Le documentaire de Cecilia Bartolomé n’a jamais été diffusé en France parce que jamais sous-titré en français. Un oubli ? Peut-être pas. Une façon, en tout cas, pour les idéologues de ce côté-ci de la frontière, de diffuser un discours officiel sur la Transition espagnole, modèle de toutes les fins de dictatures latino-américaines. C’est là que le bât blesse. En effet, le documentaire de Cécilia Bartolomé déconstruit un certain nombre d’idées reçues sur ces années de Transition. Elle démontre avec lucidité comment cette Transition appelée «démocratique» ne fut qu’un marché de dupes entre les ancien.nes tenant.e.s du pouvoir, les fascistes, les partis de gauche sortis de la clandestinité et un peuple muselé et meurtri pendant 40 ans de dictature. La Constitution votée en 1978 et les autonomies octroyées par le pouvoir central ne remettent en cause qu’à la marge l’héritage de Franco. L’Armée, la Police, la Justice, les rouages administratifs en général sont restés aux mains des héritier.ères de Franco. Les bourreaux se sont intégrés à la vie démocratique. Et pendant longtemps, les victimes ont croisé leurs bourreaux. Et il n’est pas encore rare de trouver les fils et les filles de ces mêmes héritier.ères aux mêmes hauts postes du pouvoir législatif et judiciaire, œuvrant contre la démocratie, baillonnant les député.e.s de Podemos, les associations mémorielles…entre autres.
Les Franquistes post-Franco ont su se glisser dans la peau d’un parti de droite, le Partido Popular, ont réussi à gangrener une démocratie fragile, et à imposer une mémoire édulcorée et même révisée.
Dans l’Espagne du XXIe siècle, les vieux démons fascistes resurgissent de plus belle, ayant pignon sur rue, harcelant, insultant, agressant des figures connues de la politique ou du monde artistique. Ils utilisent les mêmes discours haineux que leurs ancêtres.

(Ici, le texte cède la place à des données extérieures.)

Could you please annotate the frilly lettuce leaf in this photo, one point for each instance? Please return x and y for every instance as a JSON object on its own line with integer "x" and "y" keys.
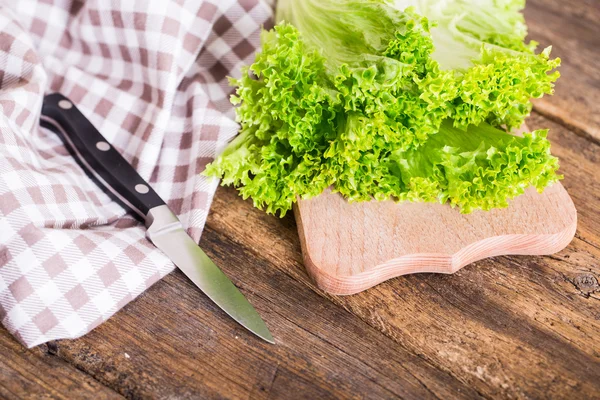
{"x": 408, "y": 101}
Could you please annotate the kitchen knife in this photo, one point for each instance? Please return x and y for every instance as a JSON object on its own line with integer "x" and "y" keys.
{"x": 119, "y": 179}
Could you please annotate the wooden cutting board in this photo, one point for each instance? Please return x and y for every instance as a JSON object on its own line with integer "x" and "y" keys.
{"x": 348, "y": 247}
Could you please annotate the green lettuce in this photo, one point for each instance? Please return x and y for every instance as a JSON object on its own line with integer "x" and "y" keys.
{"x": 411, "y": 100}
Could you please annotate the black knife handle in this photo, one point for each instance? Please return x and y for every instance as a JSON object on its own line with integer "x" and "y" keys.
{"x": 98, "y": 158}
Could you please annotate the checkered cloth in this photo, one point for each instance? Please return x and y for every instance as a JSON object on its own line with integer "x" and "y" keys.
{"x": 151, "y": 75}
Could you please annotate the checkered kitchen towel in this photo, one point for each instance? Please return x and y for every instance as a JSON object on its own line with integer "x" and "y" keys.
{"x": 151, "y": 75}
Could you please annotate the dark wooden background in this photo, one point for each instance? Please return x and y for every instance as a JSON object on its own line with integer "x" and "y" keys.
{"x": 508, "y": 327}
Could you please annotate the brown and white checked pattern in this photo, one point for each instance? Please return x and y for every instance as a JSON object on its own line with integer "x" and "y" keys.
{"x": 151, "y": 75}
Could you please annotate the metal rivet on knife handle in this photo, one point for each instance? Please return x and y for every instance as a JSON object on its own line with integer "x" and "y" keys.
{"x": 103, "y": 146}
{"x": 65, "y": 104}
{"x": 142, "y": 189}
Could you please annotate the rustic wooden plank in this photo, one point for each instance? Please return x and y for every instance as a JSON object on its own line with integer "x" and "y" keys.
{"x": 27, "y": 374}
{"x": 572, "y": 28}
{"x": 509, "y": 327}
{"x": 173, "y": 342}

Le documentaire de Cecilia Bartolomé n’est pas un film de mémoire factuelle. Il nous oblige à nous questionner sur les mécanismes qui favorisent ces résurgences, en Espagne, en France, en Italie et ailleurs. Commémorer des dates ne suffit pas. Encore faut-il analyser avec des historiens comme Johann Chapoutot les ressorts du passé pour comprendre ce que le présent nous dit de lui-même et, aussi, de notre futur. Paloma León, autrice, traductrice
18h : No se os puede dejar solos (On ne peut pas vous laisser seuls) de Cecilia et José Juan Bartolomé (1981 – 93′). Première traduction en français des sous-titres par Paloma León,
autrice et traductrice
« Nous avons tourné ce film sur une période de trois ans, entre le printemps 1979 et février 1981, une période durant laquelle la transition démocratique espagnole est entrée dans une crise qui a culminé avec la tentative de coup d’État du 23 février par des officiers de l’armée. Ce jour-là, nous venions tout juste de déposer la première copie du film au ministère de la Culture pour qu’elle soit classée. Et bien que le coup d’État ait heureusement échoué, le film en a subi les conséquences :
détentions illégales, tentatives de saisie, plaintes déposées auprès du parquet… Une odyssée qui a marqué l’aboutissement de l’aventure passionnante qu’a été la réalisation de Después de… ». Le film juxtapose les images de l’enterrement de Franco et les actualités franquistes de NO-DO (NOticiarios y DOcumentales) aux souvenirs des citoyens, à travers des témoignages directs et spontanés qui sont des réactions concrètes à la réalité de leur époque. Cette mémoire englobe tout, des revendications de divers groupes sociaux aux demandes d’autonomie, en passant par les tensions découlant des attaques violentes des groupes radicaux. Ainsi, les voix qui se mêlent dans ce film en deux parties, à travers leurs réactions et les positions qu’elles adoptent, rompent avec l’idée que la transition vers la démocratie reposait sur un consensus. Federico Rossin
20h repas partagé
20h30 : 2ème partie de después de… Atado y bien atado (Ficelé bien ficelé)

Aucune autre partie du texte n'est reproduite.